È una delle notizie che da ieri compare su tutti i giornali. E lei, Giuseppina Giuliano, 29enne campana, sta avendo il suo momento di celebrità. Tutti parlano della collaboratrice scolastica che, per non perdere il suo lavoro da poco ottenuto a Milano – stipendio di 1.165 euro al mese – ogni giorno prende il treno da Napoli per raggiungere il capoluogo lombardo. E questo perché gli affitti nella città del nord sono troppo cari. 

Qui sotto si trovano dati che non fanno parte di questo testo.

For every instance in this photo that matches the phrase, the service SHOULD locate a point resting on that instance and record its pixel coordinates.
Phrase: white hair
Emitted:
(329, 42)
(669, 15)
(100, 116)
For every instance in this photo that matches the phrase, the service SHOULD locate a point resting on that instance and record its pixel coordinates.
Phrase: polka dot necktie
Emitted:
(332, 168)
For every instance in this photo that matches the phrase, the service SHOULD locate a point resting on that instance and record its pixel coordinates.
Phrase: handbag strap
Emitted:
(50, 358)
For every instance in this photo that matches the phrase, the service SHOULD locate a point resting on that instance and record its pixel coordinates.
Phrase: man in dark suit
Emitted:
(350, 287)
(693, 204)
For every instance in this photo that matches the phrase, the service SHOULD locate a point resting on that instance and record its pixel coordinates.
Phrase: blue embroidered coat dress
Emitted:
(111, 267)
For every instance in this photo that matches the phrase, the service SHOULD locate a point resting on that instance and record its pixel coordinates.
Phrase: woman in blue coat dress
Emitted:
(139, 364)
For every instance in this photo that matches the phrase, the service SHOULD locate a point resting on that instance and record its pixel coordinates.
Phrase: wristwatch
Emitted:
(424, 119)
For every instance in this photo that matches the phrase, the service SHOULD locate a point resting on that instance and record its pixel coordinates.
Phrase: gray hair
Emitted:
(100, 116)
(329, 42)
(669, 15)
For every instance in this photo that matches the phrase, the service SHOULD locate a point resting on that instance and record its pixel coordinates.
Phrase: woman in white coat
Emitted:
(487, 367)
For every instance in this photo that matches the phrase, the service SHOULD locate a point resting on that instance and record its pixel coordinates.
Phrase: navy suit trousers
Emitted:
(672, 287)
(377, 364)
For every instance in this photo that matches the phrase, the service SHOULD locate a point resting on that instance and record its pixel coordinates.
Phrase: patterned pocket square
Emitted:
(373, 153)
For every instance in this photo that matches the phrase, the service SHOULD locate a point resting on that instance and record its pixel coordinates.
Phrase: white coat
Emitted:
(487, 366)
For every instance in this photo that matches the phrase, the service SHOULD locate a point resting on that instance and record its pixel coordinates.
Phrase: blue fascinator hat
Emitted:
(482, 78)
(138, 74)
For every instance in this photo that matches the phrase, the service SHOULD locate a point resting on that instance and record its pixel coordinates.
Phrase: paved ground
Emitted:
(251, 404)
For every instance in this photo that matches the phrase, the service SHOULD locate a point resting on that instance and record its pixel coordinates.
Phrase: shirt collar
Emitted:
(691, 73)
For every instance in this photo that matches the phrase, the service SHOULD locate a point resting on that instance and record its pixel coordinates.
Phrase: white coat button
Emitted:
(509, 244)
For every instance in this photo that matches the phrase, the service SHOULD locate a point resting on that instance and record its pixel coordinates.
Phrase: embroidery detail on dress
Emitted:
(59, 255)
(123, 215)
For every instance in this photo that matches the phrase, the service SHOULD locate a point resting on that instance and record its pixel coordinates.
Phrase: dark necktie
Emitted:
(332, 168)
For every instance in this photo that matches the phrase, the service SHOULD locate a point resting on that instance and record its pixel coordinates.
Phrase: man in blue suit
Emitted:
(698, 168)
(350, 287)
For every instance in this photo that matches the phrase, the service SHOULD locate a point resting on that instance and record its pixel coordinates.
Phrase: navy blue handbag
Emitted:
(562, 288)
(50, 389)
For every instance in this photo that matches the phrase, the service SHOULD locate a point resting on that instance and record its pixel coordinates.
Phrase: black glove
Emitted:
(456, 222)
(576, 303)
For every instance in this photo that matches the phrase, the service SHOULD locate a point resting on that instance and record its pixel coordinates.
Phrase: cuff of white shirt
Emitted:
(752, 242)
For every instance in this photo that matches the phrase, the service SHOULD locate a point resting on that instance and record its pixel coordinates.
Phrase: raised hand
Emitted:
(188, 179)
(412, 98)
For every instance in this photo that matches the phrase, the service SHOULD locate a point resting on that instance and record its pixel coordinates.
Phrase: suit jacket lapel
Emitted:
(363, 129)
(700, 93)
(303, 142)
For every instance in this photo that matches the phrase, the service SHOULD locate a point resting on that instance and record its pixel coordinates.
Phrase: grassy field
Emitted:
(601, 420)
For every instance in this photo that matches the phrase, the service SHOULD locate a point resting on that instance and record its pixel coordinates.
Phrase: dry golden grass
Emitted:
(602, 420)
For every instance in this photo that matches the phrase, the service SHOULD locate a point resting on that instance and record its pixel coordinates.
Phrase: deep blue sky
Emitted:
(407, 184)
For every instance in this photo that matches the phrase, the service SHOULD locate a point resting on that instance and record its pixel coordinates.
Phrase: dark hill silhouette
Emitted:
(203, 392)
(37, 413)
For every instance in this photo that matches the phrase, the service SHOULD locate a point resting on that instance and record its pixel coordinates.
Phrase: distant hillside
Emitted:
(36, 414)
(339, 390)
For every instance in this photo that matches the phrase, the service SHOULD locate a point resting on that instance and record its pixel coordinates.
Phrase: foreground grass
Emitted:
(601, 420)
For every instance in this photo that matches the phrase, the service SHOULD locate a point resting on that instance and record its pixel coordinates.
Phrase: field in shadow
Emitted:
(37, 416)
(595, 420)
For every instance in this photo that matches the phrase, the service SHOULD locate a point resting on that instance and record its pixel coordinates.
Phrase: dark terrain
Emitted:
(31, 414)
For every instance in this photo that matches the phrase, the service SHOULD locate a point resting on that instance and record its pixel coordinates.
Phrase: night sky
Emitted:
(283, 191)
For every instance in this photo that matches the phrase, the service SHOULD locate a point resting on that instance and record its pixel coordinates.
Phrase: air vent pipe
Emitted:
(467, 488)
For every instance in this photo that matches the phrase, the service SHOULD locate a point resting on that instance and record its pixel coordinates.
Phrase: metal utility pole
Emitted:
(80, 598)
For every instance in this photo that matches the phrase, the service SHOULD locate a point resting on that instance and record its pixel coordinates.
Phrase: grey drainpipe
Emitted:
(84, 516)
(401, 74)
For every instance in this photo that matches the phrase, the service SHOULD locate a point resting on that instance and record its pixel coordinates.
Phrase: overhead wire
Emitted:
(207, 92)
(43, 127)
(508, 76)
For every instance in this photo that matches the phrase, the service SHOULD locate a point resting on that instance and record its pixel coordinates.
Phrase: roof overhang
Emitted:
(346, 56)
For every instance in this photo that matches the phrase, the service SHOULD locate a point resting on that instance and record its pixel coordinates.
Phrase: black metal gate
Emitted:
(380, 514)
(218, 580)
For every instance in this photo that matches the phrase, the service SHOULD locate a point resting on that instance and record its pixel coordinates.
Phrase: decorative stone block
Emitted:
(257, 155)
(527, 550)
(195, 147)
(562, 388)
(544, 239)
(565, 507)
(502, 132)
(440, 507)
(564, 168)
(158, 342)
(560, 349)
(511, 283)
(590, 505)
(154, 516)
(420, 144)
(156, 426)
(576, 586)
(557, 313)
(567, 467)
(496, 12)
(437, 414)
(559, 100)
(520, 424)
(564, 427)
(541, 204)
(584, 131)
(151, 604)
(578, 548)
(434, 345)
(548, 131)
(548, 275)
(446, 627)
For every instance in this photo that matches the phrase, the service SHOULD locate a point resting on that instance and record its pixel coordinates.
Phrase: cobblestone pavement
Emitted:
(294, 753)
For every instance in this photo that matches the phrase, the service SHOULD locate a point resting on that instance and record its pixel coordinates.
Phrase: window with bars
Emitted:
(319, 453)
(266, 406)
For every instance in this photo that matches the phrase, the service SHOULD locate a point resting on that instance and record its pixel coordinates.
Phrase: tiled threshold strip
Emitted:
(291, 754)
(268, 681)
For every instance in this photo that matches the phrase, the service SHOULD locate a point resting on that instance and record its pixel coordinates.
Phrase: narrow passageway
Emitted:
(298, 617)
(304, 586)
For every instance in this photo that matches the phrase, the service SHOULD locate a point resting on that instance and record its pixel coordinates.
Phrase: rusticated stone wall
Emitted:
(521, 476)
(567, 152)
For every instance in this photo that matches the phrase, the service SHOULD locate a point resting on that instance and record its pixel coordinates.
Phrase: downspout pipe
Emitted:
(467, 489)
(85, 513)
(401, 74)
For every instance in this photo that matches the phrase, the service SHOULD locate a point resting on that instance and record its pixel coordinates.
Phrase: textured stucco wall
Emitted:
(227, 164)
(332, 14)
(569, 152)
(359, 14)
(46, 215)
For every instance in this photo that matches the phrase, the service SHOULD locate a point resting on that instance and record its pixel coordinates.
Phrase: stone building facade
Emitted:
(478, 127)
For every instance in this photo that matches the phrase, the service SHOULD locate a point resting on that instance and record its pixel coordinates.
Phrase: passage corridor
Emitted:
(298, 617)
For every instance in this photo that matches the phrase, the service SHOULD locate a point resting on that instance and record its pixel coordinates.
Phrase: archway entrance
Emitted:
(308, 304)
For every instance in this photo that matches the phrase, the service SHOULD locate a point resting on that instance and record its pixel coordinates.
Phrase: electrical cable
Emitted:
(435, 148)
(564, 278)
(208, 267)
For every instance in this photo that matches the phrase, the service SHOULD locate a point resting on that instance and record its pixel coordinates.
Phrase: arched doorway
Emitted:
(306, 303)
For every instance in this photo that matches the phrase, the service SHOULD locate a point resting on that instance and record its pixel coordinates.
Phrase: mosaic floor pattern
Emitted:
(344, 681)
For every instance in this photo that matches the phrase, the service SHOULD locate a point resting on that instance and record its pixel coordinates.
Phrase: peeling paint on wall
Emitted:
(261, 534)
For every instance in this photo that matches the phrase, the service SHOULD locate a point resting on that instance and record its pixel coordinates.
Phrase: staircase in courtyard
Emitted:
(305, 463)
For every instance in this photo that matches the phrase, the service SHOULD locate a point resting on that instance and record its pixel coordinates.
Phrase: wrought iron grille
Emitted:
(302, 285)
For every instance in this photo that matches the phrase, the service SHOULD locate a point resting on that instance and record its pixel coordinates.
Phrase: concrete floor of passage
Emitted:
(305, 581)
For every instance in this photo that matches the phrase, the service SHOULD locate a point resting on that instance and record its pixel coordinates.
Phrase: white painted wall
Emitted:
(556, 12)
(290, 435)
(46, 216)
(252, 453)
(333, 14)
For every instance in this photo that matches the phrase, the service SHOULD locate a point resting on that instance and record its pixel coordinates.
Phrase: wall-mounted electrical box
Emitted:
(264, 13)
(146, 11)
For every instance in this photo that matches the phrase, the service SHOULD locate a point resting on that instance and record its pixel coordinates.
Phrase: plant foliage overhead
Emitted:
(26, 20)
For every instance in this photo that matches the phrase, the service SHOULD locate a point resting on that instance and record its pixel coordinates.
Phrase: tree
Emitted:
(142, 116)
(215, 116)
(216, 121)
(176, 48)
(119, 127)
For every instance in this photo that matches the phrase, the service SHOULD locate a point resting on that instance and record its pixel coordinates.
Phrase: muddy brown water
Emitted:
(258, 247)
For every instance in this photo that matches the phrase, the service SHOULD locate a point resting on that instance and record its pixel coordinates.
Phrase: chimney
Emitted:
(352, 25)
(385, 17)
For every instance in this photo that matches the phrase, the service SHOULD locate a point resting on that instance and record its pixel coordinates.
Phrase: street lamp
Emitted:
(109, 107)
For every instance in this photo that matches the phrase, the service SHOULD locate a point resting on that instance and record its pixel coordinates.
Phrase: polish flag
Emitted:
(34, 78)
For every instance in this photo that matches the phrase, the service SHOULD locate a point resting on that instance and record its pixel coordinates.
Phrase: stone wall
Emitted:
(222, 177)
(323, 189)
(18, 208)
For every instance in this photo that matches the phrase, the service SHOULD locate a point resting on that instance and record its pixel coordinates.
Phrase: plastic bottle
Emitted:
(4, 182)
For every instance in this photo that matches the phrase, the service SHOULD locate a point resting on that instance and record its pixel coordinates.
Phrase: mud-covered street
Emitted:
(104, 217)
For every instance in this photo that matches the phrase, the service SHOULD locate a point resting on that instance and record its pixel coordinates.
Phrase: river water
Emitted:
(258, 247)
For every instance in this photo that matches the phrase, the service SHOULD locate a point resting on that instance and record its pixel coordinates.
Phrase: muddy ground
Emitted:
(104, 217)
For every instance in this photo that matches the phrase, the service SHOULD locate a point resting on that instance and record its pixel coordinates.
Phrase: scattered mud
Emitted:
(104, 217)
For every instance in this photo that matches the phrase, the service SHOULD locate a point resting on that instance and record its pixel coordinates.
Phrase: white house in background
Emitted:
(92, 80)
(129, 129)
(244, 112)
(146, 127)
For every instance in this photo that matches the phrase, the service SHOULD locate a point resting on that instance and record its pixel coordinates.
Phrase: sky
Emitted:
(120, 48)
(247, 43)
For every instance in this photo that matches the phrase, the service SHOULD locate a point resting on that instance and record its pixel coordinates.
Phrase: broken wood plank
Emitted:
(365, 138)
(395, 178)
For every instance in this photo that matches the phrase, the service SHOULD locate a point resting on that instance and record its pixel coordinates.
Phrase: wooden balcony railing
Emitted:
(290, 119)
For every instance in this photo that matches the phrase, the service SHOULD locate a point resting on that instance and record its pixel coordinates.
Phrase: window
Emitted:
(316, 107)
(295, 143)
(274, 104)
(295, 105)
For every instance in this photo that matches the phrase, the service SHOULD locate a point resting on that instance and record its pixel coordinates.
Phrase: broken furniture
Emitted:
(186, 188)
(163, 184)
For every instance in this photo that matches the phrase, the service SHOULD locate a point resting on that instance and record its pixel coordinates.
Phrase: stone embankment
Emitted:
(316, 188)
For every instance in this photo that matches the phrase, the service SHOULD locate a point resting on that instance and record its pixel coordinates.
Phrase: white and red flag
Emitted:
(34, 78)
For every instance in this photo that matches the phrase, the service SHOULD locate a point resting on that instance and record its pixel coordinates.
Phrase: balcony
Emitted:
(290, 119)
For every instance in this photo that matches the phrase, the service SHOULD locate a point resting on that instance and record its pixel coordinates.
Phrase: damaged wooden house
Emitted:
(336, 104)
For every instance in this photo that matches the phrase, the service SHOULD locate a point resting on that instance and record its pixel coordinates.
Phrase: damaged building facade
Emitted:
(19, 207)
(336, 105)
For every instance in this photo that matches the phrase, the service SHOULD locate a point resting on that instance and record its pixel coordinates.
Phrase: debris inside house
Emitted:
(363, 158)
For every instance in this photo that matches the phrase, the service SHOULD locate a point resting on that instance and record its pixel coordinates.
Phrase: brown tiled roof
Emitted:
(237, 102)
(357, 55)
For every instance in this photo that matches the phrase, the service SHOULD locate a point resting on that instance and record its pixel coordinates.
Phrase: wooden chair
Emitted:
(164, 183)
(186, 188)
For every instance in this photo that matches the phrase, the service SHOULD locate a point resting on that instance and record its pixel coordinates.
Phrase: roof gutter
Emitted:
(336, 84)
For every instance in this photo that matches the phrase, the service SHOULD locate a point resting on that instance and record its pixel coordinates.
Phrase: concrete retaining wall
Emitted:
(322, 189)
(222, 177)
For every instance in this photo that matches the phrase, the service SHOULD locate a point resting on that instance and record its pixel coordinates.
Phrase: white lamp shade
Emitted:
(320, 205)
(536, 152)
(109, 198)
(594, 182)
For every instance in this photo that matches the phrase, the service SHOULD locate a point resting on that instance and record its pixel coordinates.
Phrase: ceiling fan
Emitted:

La ragazza avrebbe raccontato che le conviene molto di più spendere 400 euro al mese di treno, facendo così la pendolare, piuttosto che prendere una stanza o un appartamento anche periferico. Ma i dubbi sono venuti proprio sentendo i prezzi dichiarati riguardo la spesa del trasporto su rotaia. L’operatrice scolastica avrebbe dichiarato di prendere il Frecciarossa che la mattina parte da Napoli alle 5:09. Poi, il pomeriggio, torna a casa con Italo, alle 18:20.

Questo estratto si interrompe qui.